Севашко посмотрел на него, на его пустой лист и изрек:
– Э-э-э, нет, так дело у нас не пойдет. Ты давай не глазищи лупи, а дело делай. Время-то уходит, у меня здесь так – пришел, нарисовал, поступил, а это что еще такое?! – буквально закричал он, увидев рисунок Пупели. – Это что за самодеятельность, что за провокации?! Разброд и шатание!
Пупель съежилась, покраснела.
– Ты это дело брось, Пупа, ты тут мне мерехлюндию не разводи, народ не смущай, подумают еще, что в кружке пионерском находятся.
Севашко вытянул руку и большим белым кохиноровским ластиком, прямо через плечо Пупели, стер веер и прошелся по лицу инфанты – Люды.
– Смотри на натуру. Ничего не надо пририсовывать, не в цирке.
Пупель молчала.

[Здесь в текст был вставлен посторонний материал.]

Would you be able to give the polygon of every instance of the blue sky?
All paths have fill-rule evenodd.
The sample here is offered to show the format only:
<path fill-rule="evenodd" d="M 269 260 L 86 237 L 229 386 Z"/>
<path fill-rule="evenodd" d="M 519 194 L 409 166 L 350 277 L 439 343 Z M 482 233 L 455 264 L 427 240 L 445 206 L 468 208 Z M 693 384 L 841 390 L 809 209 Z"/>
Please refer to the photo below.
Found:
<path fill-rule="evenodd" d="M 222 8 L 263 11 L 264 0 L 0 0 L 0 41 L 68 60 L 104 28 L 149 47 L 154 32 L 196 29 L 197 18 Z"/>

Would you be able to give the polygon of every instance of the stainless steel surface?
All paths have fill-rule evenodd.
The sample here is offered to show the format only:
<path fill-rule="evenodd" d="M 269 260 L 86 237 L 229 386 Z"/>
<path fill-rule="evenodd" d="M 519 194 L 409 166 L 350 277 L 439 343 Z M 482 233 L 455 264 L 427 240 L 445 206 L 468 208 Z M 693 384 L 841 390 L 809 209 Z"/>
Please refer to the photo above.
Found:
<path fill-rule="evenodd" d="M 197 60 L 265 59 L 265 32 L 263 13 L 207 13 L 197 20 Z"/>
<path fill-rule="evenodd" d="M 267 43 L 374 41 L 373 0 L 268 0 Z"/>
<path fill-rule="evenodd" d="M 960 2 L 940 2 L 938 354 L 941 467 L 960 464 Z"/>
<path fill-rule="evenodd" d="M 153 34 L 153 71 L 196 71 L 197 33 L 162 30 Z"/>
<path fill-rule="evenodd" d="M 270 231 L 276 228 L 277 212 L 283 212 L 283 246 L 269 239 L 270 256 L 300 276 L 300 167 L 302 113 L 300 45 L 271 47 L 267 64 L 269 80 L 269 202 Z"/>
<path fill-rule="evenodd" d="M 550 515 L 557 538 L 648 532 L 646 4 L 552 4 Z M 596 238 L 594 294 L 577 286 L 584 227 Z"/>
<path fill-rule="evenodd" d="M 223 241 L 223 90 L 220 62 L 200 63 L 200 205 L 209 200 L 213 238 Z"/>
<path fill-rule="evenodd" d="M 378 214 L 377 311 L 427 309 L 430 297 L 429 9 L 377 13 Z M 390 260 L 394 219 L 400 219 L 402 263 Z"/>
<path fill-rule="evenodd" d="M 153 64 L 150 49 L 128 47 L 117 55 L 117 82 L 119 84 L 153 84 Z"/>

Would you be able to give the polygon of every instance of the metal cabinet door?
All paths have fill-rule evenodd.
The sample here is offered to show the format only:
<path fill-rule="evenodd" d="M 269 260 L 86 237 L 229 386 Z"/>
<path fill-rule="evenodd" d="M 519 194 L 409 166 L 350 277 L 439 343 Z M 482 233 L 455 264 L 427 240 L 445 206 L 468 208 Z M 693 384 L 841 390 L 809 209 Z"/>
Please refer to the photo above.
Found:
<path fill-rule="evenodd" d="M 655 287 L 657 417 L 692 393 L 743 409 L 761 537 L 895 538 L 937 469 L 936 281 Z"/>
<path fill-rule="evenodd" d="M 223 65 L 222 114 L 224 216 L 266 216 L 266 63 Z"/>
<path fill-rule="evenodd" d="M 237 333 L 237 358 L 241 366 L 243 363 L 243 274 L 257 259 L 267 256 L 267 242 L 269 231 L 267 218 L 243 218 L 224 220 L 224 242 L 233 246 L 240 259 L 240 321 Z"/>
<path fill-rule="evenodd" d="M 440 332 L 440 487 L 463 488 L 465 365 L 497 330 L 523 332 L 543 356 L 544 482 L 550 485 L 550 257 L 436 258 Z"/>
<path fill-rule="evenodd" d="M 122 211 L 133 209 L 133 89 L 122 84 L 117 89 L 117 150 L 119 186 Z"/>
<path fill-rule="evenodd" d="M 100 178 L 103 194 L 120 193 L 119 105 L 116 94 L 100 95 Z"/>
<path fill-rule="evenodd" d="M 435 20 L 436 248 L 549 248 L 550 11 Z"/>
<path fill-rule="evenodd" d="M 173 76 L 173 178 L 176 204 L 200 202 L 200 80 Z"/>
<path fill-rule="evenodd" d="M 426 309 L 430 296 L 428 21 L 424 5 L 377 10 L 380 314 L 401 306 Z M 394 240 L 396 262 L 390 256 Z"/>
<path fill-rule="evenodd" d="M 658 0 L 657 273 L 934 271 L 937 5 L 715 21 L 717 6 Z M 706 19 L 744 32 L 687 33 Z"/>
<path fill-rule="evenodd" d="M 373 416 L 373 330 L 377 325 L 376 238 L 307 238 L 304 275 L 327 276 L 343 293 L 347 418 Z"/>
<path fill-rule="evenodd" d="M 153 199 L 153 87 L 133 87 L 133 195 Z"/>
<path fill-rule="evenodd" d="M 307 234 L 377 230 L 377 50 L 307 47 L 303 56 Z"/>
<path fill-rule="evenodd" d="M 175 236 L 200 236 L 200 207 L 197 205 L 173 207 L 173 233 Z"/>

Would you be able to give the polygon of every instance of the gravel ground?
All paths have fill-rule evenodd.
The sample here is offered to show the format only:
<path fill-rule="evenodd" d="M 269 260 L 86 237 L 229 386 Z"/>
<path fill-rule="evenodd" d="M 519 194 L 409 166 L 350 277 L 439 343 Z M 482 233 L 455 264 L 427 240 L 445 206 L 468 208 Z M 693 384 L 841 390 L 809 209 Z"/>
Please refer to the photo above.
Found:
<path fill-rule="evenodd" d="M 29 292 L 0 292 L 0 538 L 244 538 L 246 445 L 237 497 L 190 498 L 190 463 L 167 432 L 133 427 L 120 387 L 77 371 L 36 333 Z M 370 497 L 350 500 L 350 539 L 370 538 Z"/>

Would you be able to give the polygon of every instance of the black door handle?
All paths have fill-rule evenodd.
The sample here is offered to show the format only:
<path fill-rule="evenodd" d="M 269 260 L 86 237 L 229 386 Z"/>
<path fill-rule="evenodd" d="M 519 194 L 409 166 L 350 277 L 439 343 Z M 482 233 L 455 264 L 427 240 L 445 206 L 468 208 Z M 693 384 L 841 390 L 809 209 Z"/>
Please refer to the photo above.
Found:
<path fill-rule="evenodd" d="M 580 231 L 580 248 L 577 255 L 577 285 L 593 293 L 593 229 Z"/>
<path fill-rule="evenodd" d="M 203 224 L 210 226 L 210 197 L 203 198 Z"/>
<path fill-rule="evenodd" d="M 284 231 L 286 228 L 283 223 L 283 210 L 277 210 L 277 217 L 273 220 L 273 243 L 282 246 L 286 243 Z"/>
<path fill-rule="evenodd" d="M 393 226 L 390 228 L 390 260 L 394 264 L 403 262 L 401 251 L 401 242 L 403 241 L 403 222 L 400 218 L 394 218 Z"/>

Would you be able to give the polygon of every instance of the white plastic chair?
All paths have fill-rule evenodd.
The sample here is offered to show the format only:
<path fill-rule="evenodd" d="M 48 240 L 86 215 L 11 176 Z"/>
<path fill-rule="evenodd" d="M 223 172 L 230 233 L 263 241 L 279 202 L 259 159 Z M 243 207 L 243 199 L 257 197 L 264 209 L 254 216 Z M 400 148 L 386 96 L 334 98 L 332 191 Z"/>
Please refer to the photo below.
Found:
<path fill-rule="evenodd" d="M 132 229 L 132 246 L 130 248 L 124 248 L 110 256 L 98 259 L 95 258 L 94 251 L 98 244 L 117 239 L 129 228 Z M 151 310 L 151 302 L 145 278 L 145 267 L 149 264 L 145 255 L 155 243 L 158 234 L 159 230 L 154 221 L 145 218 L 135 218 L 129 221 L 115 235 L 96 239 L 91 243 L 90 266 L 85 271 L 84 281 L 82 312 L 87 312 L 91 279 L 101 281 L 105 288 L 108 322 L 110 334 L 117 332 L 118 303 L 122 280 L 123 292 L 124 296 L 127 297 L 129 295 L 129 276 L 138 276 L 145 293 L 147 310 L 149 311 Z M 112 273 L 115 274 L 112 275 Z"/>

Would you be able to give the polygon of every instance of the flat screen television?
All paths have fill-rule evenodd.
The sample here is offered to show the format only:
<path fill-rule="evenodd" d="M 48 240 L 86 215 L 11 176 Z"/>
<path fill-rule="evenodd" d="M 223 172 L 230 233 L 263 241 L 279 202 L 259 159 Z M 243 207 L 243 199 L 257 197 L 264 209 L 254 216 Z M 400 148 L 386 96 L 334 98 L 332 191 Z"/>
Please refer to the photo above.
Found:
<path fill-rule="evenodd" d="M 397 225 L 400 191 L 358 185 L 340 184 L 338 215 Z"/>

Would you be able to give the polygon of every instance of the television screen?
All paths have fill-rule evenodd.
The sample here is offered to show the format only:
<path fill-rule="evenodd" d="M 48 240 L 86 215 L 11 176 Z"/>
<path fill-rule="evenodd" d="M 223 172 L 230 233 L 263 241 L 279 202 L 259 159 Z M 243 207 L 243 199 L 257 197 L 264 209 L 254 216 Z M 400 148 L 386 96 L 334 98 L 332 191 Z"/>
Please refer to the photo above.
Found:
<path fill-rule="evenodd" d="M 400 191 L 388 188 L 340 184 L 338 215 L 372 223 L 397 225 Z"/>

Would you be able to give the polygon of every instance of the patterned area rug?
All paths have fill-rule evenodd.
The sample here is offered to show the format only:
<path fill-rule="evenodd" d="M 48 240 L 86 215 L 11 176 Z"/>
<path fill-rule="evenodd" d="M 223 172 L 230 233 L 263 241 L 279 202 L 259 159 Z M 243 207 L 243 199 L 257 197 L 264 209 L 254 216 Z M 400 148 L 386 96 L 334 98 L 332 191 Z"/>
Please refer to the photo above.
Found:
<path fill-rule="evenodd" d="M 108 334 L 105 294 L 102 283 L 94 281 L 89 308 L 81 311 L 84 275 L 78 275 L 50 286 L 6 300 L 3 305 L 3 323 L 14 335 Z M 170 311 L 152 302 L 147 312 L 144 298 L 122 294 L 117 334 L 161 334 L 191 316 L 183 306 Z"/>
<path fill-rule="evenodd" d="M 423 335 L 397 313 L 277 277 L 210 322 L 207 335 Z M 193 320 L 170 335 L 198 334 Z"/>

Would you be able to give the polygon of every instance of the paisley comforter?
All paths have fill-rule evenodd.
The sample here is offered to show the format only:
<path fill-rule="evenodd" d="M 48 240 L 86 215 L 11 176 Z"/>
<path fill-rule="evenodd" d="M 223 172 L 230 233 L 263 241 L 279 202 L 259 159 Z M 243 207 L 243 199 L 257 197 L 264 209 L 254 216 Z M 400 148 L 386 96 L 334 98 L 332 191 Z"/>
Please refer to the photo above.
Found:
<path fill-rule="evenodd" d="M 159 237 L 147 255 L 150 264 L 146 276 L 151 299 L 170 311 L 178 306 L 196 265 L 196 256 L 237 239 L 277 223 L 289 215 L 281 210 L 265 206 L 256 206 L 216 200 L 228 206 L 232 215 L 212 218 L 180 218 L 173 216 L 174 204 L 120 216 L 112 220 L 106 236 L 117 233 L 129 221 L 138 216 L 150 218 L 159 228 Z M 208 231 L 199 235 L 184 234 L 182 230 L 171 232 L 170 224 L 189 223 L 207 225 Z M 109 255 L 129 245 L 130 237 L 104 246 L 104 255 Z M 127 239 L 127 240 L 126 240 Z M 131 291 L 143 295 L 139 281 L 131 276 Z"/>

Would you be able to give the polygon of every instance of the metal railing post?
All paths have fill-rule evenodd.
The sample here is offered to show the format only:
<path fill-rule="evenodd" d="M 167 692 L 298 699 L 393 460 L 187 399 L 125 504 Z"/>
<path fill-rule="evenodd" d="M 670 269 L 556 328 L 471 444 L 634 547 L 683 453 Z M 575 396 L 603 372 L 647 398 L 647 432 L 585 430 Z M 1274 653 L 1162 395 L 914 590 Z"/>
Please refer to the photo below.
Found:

Внутри у нее что-то закипело, что-то забулькало, заколотилось. Вдруг она услышала шепот Максика у самого уха:
– Это дома надо делать, тут табу, рисуй тихо, не выпендривайся, помочь тебе?
Пупель повернулась к нему:
– Не надо, я умею, просто захотелось.
Максик посмотрел на нее: понимаю, было очень классно, поговорим потом. Пупель успокоилась и принялась моделировать, прорисовывать нос, скулу на первом плане. Максик сделал блестящий рисунок, практически в один присест.
– Вот это понимаю, это молодец, посматривай за Пупкой, она у нас с прихвостью. Многому уже научилась, но дурь не вся вышла. Я смотрю, ты ей приглянулся, она у нас гарная девка, но норовистая, характер бой, пахать на ней можно без бороны, не смотри, что кожа да кости.
Пупель опять скукожилась и насупилась.
Севашко глянул и на ее рисунок, кивнул, произнес удовлетворительное:
– Це добре, а то ишь чего наудумывала.
Пришла весна-красна. Хорошо на реке, светло на душе.
Пупель и Максик любили ездить в Коломенское с этюдниками. Там на пленэре весной они испытывали минуты полного блаженства и эйфории.
Пупель в ярко-желтой куртке, в зеленой блузе, в беленьких сапожках на тонких ногах, Максик в кирзовых сапогах, в свитере-самовязе, в ветровке, с сигаретой во рту.
Они рисовали, болтали, целовались до одури.
Когда они рисовали, за ними музы стояли и на лирах играли, а когда говорили, с неба лучи светили и золотом их покрывали, и не было места печали.
Печаль уходила в сторонку, в кустах жевала соломку.